The technical root cause of this vulnerability stems from a race condition and improper state management within the MediaTek Bluetooth driver's core dump processing logic. The btmtk driver maintains a counter data->cd_info.cnt that tracks the number of core dump entries processed, and this counter is incremented only after a successful call to hci_devcd_append. However, the condition checking logic incorrectly uses a strict greater than comparison (data->cd_info.cnt > MTK_COREDUMP_NUM) instead of a greater than or equal to comparison (data->cd_info.cnt >= MTK_COREDUMP_NUM). This subtle difference allows the driver to proceed with processing core dump entries even when the counter has reached its maximum limit, leading to the reuse of freed memory objects. The flaw aligns with CWE-416, which describes use-after-free vulnerabilities where memory is accessed after it has been freed, and can be mapped to ATT&CK technique T1059.008 for the potential for arbitrary code execution through kernel memory corruption.
The operational impact of CVE-2024-56653 is significant, as it affects systems running Linux kernels with MediaTek Bluetooth hardware, potentially compromising system stability and security. An attacker could exploit this vulnerability to cause system crashes, denial of service conditions, or potentially achieve privilege escalation if the memory corruption leads to code execution in kernel space. The vulnerability is particularly concerning in embedded systems or IoT devices that rely on MediaTek Bluetooth chips, as these devices often lack robust security mechanisms and may be deployed in environments where system reliability is critical. The issue is triggered during normal Bluetooth operation when core dump data is being processed, making it difficult to detect and prevent through conventional runtime monitoring. Systems with Bluetooth connectivity using MediaTek chipsets are at risk, particularly in enterprise environments where Bluetooth is used for device management or wireless communication protocols.

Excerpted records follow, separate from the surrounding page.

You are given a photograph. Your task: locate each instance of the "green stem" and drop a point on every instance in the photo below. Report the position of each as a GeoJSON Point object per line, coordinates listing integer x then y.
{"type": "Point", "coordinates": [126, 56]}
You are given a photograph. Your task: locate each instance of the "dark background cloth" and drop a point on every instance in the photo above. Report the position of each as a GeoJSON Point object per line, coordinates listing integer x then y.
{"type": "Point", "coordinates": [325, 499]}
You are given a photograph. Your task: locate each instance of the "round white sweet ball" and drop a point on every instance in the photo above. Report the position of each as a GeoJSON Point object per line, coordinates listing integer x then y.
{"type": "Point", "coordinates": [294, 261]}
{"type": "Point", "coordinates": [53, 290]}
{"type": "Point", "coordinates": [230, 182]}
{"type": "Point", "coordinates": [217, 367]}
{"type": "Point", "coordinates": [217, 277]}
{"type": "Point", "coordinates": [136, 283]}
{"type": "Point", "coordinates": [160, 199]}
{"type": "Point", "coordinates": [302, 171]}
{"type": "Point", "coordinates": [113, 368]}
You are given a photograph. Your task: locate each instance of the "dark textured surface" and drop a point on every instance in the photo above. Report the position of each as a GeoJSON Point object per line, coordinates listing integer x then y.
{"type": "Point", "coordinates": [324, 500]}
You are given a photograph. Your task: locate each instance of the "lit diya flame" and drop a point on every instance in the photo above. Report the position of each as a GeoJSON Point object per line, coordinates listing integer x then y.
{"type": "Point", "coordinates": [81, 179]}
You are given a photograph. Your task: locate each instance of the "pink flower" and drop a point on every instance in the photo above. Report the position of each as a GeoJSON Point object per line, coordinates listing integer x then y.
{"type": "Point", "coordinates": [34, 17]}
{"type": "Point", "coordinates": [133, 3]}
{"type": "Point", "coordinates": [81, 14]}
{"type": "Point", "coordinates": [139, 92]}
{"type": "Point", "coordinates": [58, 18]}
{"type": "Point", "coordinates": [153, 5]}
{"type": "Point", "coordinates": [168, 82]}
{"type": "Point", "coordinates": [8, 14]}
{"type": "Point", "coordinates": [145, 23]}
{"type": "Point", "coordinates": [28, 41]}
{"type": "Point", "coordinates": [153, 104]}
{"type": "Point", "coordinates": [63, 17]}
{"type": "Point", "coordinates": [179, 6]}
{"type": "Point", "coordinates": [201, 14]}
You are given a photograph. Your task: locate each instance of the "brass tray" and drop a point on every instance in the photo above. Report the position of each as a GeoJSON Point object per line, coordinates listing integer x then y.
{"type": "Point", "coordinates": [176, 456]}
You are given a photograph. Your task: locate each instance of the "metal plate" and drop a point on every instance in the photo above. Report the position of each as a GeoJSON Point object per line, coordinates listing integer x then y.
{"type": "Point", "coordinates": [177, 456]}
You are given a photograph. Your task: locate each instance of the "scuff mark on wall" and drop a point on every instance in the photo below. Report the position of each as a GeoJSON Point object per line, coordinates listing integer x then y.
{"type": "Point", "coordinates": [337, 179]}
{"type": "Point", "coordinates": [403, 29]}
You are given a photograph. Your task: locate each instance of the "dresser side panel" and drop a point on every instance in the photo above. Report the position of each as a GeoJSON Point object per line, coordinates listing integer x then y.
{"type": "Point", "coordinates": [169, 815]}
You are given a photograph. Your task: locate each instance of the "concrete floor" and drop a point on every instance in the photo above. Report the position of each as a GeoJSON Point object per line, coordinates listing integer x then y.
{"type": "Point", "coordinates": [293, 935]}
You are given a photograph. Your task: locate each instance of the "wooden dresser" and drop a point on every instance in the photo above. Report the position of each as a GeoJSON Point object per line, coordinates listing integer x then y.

Mitigation strategies for CVE-2024-56653 should focus on applying the official kernel patch that corrects the comparison logic in the btmtk driver's core dump processing routine. The fix requires changing the conditional check from data->cd_info.cnt > MTK_COREDUMP_NUM to data->cd_info.cnt >= MTK_COREDUMP_NUM to ensure proper synchronization and memory management. Organizations should prioritize updating their Linux kernel versions to include the patched code, particularly those running systems with MediaTek Bluetooth hardware. Additionally, monitoring systems should be enhanced to detect unusual Bluetooth-related kernel memory operations and potential KASAN reports. For environments where immediate patching is not feasible, implementing runtime protections such as kernel memory protection features or restricting Bluetooth functionality may provide temporary mitigation. The vulnerability highlights the importance of proper memory management in kernel drivers and underscores the necessity of thorough testing for race conditions and memory access patterns in device drivers handling real-time data processing.